HACKER Q&A
📣 aromaticbanana

How do you motivate developers to write documentation?


I'm a junior developer currently working on a knowledge base for developers at the company I work at. I've set up most of the KB features but then it hit me:

Why would anyone use this?

There are countless other existing solutions that they're not using anyway, what makes mine different?

I've thought of focussing on the motive; to give the developer a reason to write documentation.

One the ideas was to have organizing workshops to be the center of the KB. Workshops would require research which would be the documentation. Past workshops could then be used to store related documentation.

What are other activities, interests that could motivate developers to write documentation?


  👤 karmakaze Accepted Answer ✓
> What are other activities, interests that could motivate developers to write documentation?

This is the wrong way of looking at it. It assumes a premise that documentation is a goal rather than a means.

To get developers to write documentation there's a few key ingredients. It has to deliver value that the writers appreciate. It has to keep delivering value over long time periods (e.g. stale docs can sometimes be worse than no docs). There has to be a culture/routine of writing documentation and kept as a priority so that it doesn't get cut when there's a time crunch or other work priorities. Oh yeah one other huge one is that it has to have minimal friction: e.g. commit it in the repo with the code changes so that it's no extra steps and the doc changes get reviewed with code changes.


👤 Leftium
I think documentation has to be tied to performance evaluation/salary, or at least not hinder your performance.

I worked at a large, well-known software company. There were very few comments documenting the code. Aside from the auto-generated comments based on function declarations, there wasn't much (any?) documentation.

I figured a big reason for this was people were paid/rewarded based on the number of bugs that they fixed, not on how much documentation was produced or other people helped.


👤 tomjen3
I am not a native English speaker, but even in my native language I am terrible at spelling. Somewhat better at grammar. However I feel that I was to write documentation for something I would just have a bunch of annoying nitpickers.

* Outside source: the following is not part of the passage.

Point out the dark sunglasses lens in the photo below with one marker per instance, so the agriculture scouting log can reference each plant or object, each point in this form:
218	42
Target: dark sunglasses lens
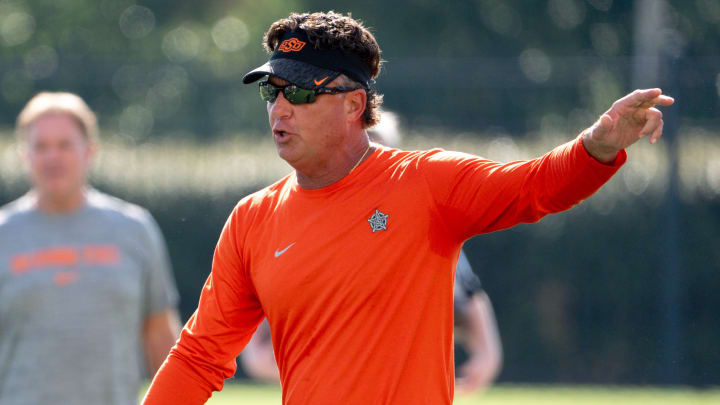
296	95
268	92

I would be far more willing to write documentation if it was for a pleasant to use wiki, where nothing was ever supposed to be finished, only improved: I would not feel pressure to be perfect, there would be no pressure to be complete (I can start out by just dumping my notes) I could get a nice dopamine hit by helping somebody.

I don't think a workshop would be helpful at all (is hurtful an English word?), not only would it be something that is not programming or being social (ie something that I would prefer not to attend), and I think you underestimate how much work there is in organizing it.


👤 pacifika
I write documentation to make onboarding easier.

End user documentation is usually written by developers to ease the support burden.


👤 patrick451
Just like comments, documentation is a code smell. Too much documentation is an indication that your codebase is in need of a major overhaul.